Forçou a destruição do arsenal de armas químicas da Síria. Apesar dos seus críticos consideraram o caso da Síria uma derrota para Obama, ao fim e ao cabo ele conseguiu traçar uma “linha vermelha” que serve de exemplo para todos os outros Estados, deixando claro que o uso das chamadas armas de destruição maciça, mesmo dentro das próprias fronteiras, não deixará de ser punido, forçou a destruição do arsenal de amas químicas do regime sírio e ainda deixou bem clara a sua determinação para o caso de os iranianos ainda terem dúvidas a esse respeito, tudo isto sem disparar um único tiro. 

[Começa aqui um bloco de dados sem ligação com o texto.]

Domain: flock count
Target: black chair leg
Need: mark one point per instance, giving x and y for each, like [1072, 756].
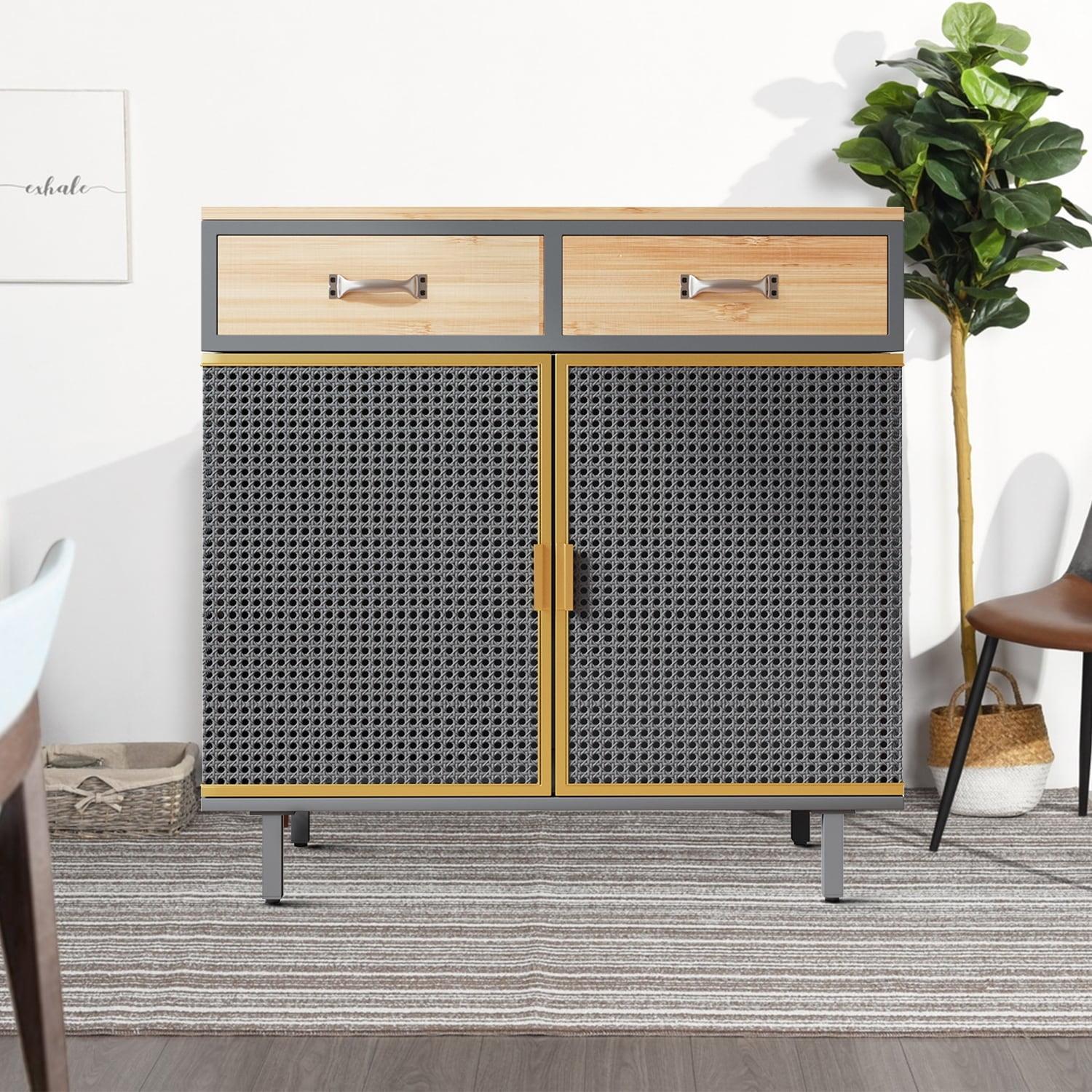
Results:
[1085, 759]
[802, 828]
[963, 742]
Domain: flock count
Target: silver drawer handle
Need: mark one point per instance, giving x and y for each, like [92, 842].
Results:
[690, 286]
[416, 286]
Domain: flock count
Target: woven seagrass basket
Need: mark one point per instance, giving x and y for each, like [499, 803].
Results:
[137, 788]
[1008, 760]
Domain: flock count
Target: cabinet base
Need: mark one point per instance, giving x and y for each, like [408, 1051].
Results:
[272, 812]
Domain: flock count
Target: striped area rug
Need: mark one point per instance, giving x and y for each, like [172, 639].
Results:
[651, 922]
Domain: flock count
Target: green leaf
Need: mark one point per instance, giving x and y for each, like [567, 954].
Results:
[1031, 94]
[867, 154]
[1004, 293]
[897, 96]
[987, 240]
[1033, 264]
[930, 67]
[1057, 229]
[1076, 210]
[911, 176]
[1009, 312]
[1022, 207]
[965, 24]
[1006, 43]
[941, 135]
[917, 286]
[867, 115]
[1042, 152]
[989, 90]
[1007, 36]
[915, 229]
[952, 177]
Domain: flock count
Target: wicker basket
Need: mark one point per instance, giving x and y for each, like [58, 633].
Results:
[1007, 762]
[139, 788]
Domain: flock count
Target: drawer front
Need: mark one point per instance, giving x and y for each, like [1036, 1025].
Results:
[736, 622]
[631, 285]
[279, 285]
[369, 622]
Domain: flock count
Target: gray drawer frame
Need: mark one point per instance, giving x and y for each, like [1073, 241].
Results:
[553, 340]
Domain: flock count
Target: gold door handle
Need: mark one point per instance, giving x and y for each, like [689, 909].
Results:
[565, 576]
[543, 566]
[543, 559]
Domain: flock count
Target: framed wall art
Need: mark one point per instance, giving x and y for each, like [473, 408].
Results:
[63, 186]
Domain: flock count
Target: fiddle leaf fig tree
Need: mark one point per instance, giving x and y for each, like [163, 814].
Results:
[969, 157]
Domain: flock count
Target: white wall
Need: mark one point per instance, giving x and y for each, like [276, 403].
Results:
[266, 102]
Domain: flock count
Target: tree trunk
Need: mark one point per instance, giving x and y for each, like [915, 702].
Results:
[968, 648]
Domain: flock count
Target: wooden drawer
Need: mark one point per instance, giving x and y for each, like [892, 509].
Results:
[630, 285]
[279, 285]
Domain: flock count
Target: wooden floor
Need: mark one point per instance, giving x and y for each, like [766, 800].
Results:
[530, 1064]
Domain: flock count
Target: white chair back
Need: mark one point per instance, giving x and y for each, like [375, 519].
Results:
[28, 622]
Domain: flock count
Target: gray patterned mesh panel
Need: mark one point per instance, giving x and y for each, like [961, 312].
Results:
[737, 603]
[368, 537]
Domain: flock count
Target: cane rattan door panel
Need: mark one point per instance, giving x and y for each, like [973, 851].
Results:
[736, 601]
[368, 542]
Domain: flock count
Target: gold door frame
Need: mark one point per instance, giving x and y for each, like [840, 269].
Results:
[544, 364]
[565, 577]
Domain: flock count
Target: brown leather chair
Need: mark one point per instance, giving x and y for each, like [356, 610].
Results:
[1059, 616]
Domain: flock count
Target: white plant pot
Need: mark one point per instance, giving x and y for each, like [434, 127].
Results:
[995, 790]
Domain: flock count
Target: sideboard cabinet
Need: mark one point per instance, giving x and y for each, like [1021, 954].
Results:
[574, 508]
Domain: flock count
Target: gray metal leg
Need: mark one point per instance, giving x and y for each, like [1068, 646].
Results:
[834, 829]
[301, 828]
[272, 858]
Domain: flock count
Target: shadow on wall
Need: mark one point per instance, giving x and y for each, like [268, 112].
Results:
[802, 170]
[127, 660]
[1024, 550]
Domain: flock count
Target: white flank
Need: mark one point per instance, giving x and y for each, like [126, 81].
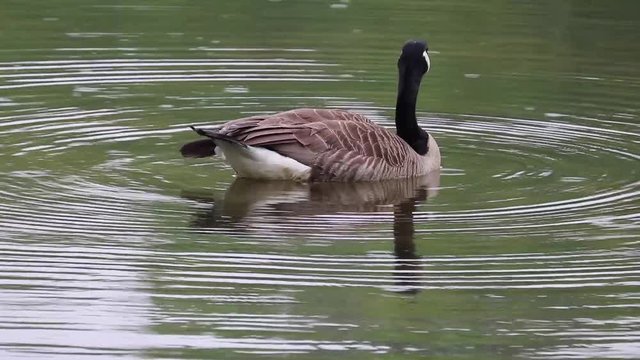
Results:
[260, 163]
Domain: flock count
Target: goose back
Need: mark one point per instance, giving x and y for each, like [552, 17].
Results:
[337, 145]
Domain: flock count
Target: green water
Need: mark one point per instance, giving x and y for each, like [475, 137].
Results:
[525, 245]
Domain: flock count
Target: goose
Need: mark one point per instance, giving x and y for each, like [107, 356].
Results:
[311, 145]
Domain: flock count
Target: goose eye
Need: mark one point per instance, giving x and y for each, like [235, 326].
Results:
[426, 58]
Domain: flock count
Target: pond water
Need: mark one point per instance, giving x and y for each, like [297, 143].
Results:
[526, 244]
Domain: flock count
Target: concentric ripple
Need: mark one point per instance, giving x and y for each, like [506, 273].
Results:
[107, 234]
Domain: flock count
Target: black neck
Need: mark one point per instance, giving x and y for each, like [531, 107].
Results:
[406, 123]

Evitou uma nova grande depressão. Com a política de injecção de dinheiro público na economia (de resto, começada por George W. Bush), Obama impediu uma depressão semelhante, ou pior, à dos anos 1930, evitou o colapso de sectores vitais da indústria norte-americana, como a automóvel, e ainda pôs a economia a crescer (estima-se que cresça mais de 4% no último trimestre de 2013) e a criar empregos (a taxa de desemprego tem vindo a descer de forma consistente, apontando as previsões para que nos primeiros meses de 2014 baixe finalmente a barreira dos 7%). Ao mesmo tempo, ele fez aprovar alguns pacotes legislativos destinados a uma maior regulação dos mercados financeiros e, se é certo que o que foi feito é ainda insuficiente, tal representa uma inversão da tendência seguida no essencial desde os anos 1970.

Aprovou o mais importante programa de cuidados de saúde desde a criação do Medicare e do Medicaid pela administração Lyndon Johnson em meados dos anos 1960. O Obamacare, não correspondendo a um sistema nacional de saúde, alarga significativamente o âmbito das pessoas cobertas por seguros de saúde com comparticipação pública, antes restrito aos mais carenciados e aos idosos, estimando-se que possa vir a abranger entre 40 e 50 milhões de norte-americanos que estavam excluídos do acesso a cuidados médicos. Acresce que a aprovação do Obamacare foi uma muito importante vitória política para o Presidente, não só conseguindo ter sucesso onde muitos antecessores democratas tinham falhado (desde logo Bill Clinton), mas também ultrapassando todas as tentativas de bloqueio por parte dos republicanos (e de vários democratas). Acresce que Obama pode ter dado ao Partido Democrata 40 a 50 milhões de votantes.

A posição de muitos analistas acerca do trabalho de Barack Obama assemelha-se bastante à cena dos Monty Python. Eles parecem perguntar: para além de acabar com duas guerras, conseguir um acordo histórico com o Irão, forçar a destruição do arsenal de armas químicas da Síria, evitar uma grande depressão, pôr a economia a crescer, regular os mercados financeiros, aprovar o programa de cuidados de saúde, tudo isto, num contexto de grande polarização e de um “Governo ideologicamente dividido”, o que é que Obama fez por nós?